Market reaction was positive with Rio's London-listed shares rising 1.7 per cent to 3821p in early trade overnight, following a strong Australian lead. Deutsche Bank's mining analyst Paul Young said the dividend jump represented a ''very positive demonstration of a focus on shareholder returns''.
In his first profit result at the helm Mr Walsh, formerly the iron ore chief, said the company had shown ''poor judgment'' in the past ''and both I and the board are saying that is unacceptable''.
Mr Walsh said his job was to reshape Rio to ensure there would not be a repeat of the disastrous acquisitions of Alcan in 2007, and Riversdale in 2011, which led to the writedowns in 2012.
''The biggest opportunity is picking up the learnings from the iron ore business and [applying them] over the entire operation,'' he said.
Rio's underlying earnings in 2012 were down significantly on the $US15.5 billion reported a year earlier, but reflected record iron ore production and shipments and a second half recovery in copper volumes.
Iron ore dominates
Iron ore dominated, delivering $US9.2 billion in net earnings, down from $US13.3 billion a year
ago. Copper delivered $US1.1 billion in net earnings followed by energy ($US283 million), diamonds and other minerals ($119 million) and aluminium ($3 million).

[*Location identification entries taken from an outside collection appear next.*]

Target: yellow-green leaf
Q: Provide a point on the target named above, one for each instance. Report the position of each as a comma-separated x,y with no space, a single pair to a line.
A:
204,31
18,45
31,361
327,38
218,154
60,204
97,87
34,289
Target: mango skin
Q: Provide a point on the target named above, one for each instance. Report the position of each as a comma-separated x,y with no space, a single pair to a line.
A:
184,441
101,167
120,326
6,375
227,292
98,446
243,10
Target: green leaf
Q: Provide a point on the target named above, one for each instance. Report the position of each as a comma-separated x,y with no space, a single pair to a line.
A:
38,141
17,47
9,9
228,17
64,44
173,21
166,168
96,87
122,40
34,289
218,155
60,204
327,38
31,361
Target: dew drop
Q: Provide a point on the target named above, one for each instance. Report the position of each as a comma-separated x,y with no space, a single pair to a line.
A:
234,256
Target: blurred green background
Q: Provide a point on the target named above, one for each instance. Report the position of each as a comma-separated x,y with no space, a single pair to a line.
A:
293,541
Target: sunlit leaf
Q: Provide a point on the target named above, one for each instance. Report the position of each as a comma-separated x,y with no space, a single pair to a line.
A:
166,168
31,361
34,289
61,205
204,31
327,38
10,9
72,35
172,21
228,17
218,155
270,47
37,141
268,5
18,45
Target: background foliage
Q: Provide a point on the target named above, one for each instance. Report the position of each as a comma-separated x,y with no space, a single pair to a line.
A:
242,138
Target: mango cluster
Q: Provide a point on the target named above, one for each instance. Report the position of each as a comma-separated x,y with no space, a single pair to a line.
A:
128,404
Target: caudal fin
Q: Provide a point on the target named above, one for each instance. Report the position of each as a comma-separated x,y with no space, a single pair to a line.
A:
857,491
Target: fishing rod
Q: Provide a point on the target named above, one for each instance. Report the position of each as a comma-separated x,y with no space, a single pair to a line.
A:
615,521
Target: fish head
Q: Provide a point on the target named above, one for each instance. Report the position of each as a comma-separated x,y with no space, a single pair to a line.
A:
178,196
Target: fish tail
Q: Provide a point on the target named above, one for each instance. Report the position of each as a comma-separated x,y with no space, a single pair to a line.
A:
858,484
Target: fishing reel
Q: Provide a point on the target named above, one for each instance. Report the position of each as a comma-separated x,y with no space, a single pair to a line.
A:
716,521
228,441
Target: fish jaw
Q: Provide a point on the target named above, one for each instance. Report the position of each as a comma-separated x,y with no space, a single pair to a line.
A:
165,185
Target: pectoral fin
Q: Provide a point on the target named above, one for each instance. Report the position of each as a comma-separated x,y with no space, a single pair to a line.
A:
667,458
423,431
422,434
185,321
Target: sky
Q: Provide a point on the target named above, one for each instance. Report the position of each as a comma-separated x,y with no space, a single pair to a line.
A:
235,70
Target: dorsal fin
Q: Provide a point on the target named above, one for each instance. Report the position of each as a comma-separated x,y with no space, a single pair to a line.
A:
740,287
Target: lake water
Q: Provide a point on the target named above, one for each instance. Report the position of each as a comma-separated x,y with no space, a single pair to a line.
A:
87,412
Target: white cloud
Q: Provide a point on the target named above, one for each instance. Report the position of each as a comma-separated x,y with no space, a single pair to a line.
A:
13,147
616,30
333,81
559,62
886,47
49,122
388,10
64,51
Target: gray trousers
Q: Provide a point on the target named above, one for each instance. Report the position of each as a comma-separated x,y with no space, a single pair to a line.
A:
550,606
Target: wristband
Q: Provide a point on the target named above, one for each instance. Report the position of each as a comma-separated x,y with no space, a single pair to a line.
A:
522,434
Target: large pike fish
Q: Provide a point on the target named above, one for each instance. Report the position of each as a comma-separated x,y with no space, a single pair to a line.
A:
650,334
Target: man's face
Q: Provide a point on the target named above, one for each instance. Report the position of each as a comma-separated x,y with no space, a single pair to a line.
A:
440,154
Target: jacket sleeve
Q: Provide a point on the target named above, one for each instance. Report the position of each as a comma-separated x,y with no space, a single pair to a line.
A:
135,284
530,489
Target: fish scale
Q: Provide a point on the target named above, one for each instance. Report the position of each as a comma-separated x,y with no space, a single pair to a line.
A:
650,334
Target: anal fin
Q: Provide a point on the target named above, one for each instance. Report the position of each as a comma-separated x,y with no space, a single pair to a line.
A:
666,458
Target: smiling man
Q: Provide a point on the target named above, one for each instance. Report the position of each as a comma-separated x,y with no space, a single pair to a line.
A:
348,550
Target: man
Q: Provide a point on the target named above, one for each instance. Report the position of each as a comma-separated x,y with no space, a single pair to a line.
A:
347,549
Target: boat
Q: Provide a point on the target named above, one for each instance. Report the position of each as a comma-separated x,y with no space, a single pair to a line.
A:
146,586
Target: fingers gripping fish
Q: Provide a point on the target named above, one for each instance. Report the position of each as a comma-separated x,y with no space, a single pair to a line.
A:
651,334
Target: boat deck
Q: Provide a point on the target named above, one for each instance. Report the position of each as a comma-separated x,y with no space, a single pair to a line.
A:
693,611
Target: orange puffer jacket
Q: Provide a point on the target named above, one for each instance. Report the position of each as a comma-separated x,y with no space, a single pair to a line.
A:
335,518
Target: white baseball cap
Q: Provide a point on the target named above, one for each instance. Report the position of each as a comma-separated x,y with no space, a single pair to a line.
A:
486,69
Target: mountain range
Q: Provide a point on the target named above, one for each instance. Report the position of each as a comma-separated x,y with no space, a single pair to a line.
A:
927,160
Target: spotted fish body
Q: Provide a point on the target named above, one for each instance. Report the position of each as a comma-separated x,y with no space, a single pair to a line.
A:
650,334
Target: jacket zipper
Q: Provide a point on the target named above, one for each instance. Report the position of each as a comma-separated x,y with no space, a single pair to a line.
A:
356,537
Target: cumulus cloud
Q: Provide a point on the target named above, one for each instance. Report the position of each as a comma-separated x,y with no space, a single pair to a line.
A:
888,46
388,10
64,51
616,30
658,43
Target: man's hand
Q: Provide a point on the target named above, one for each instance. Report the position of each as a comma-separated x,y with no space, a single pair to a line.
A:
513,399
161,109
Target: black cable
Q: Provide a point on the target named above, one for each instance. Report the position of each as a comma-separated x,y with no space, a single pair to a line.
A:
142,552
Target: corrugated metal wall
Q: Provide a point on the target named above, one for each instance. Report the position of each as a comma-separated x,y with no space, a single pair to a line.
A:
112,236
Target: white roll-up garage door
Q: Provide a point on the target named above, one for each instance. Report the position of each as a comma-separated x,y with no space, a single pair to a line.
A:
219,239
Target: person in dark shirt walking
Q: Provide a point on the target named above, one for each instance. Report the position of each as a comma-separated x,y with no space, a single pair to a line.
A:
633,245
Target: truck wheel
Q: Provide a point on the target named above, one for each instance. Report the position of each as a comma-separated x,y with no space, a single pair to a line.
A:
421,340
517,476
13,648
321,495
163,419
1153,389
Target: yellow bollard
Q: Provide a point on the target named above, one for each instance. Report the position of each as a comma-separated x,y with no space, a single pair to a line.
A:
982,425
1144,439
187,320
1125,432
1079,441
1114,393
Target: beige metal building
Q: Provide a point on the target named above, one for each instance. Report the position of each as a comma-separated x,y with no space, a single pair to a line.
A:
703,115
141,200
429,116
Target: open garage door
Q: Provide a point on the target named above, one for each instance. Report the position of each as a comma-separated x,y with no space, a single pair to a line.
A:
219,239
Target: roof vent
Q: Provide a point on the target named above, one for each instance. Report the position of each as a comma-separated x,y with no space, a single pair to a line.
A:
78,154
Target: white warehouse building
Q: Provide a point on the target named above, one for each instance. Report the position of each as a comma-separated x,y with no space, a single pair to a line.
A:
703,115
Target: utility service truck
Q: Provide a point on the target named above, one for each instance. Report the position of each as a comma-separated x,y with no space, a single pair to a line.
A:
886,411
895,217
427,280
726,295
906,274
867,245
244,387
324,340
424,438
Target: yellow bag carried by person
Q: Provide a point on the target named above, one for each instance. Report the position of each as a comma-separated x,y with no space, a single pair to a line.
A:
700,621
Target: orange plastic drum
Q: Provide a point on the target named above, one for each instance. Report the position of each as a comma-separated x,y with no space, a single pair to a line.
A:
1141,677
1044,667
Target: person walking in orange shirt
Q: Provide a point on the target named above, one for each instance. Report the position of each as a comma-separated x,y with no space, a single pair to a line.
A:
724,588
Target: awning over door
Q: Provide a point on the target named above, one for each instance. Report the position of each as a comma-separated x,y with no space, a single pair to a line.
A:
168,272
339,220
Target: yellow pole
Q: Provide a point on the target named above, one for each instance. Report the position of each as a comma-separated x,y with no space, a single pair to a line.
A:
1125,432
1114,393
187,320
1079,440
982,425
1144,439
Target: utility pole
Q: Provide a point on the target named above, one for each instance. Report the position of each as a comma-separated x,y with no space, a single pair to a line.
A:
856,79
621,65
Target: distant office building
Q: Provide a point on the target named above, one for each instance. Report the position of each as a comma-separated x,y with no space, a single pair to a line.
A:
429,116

Rio appointed Andrew Harding as the new CEO of iron ore. Mr Harding, a 21-year veteran at Rio, was previously head of copper. His replacement was Jean-Sebastien Jacques, formerly president of Rio's international copper. Both men will join Rio's executive committee.
Mr Walsh said commodity price volatility would persist in 2013 but there were positive signs, with China's recovery continuing to gain momentum.
He was ''concerned'' for the future of the Oyu Tolgoi copper project in Mongolia and said Rio's agreement with the country was ''the foundation for any future development … or indeed any other investment in the country''.
Mr Walsh confirmed Rio had paid no mining tax in Australia in the December half-year, when the impost raised just $126 million.